Le 29 janvier 2009 à 14h25, le photographe allemand Michael Najjar atteignit le sommet de l’Aconcagua, montagne d’Argentine culminant à 6 962 mètres, la plus haute du monde avec l’Himalaya. Suite à une préparation physique préalable intense de six mois, il escalada le pic en compagnie d’une équipe de six hommes et réalisa la série de photographies High Altitude au cours de trois semaines d’expédition. Il procéda ensuite à des manipulations informatiques et à l’aide du logiciel Photoshop pour découper les pics des montagnes selon l’évolution des courbes de la bourse en 2009. En résultent des images atmosphériques surprenantes, réelles et fausses, où beauté sublime du paysage, émotions fortes et folie humaine se rencontrent au sommet pour négocier un bout de terrain, une valeur économique, une raison d’être.
En transposant les courbes et l’évolution des principaux indices boursiers mondiaux, Nasdaq, Dow Jones, Lehman, à la silhouette de paysages montagneux, Michael Najjar crée une comparaison entre les formations naturelles rocheuses et les éléments graphiques, données virtuelles de l’économie. La nature a son histoire, sa chronologie, sa biographie, une vitalité et une décadence tout comme la bourse. Mais que va chercher le photographe à 6 962 mètres d’altitude dans la chaîne des Andes argentines ? Une preuve tangible que nous sommes tous dépendants d’une ligne variable qui régit notre monde. Ici la santé de l’économie, son amélioration, son équilibre et son déficit, dont les courbes sont immédiatement reconnaissables par les financiers pour avoir plongé le monde dans la crise, sont transférées sur l’image d’une nature sauvage, préservée, presque vierge et puissante, obéissant à sa propre existence et temporalité.
Dans High Altitude, la beauté subliminale des montagnes est cropée par les conséquences catastrophiques de la crise des subprimes, altérée par la main de l’homme et son incapacité à gérer l’économie mondiale. La montagne comme toit du monde est ici fragilisée et capturée dans un moment figé. Il s’agit également d’une critique écologique tendant à dire que la nature est détruite et dénaturée par le Capital tout-puissant. Ici, Dieu n’existe pas, il semble avoir été remplacé par une multitude de petits dieux financiers qui creusent le monde en quête de ressources économico-naturelles sculptant le paysage à l’aide de pioches. High Altitude est une parabole moraliste et métaphorique sur la performance humaine, l’escalade, l’équilibre, la sagesse et la dégringolade du monde écolo-économique.

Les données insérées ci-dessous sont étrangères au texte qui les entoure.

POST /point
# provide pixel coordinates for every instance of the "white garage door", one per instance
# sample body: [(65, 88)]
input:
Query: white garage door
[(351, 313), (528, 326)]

Michael Najjar superpose les indices boursiers dans les escarpements pour montrer le rapport au Virtuel qu’entretiennent la nature et l’économie. Aujourd’hui, le système des biens et des marchandises a laissé sa place aux échanges d’informations immatérielles, au traitements des données, au commerce de produits virtuels, articulé par une chaîne de signifiants, où chaque signe renvoie à un autre sans référence à la réalité, où codes et simulations dirigent le monde et cachent le possible effondrement du système. En effet, quel est le résultat d’une re-matérialisation de ces données dans le réel ? Il révèle souvent des vides, des produits inexistants, des valeurs détournées.
Avec High Altitude Michael Najjar poursuit ses recherches plastiques avec logique. Le photographe fortement attiré par le pouvoir des médias, avait déjà développé une vision particulière de l’information post-11 septembre 2001 avec la série Information et Apocalypse en 2003, photographies de la guerre en Iraq représentant des GI à l’instar d’acteurs sur un plateau de tournage cinématographique, entre réel et fiction. Mais c’est aussi l’image des nouvelles technologies qui l’intéresse, des villes futuristes en transition dans sa série Netropolis, 2003-2006, l’artificialité et les structures neuronales sur l’organisme humain avec le projet Nexus en 1999-2000, le clonage et la génétique avec Bionic Angel, en 2006-2008, où hommes et femmes nus se présentent comme des sculptures antiques et conversent avec la mythologie. Le rapport à l’histoire et au passé est omniprésent dans le travail du photographe créant des ponts entre les époques afin d’identifier les mutations du monde.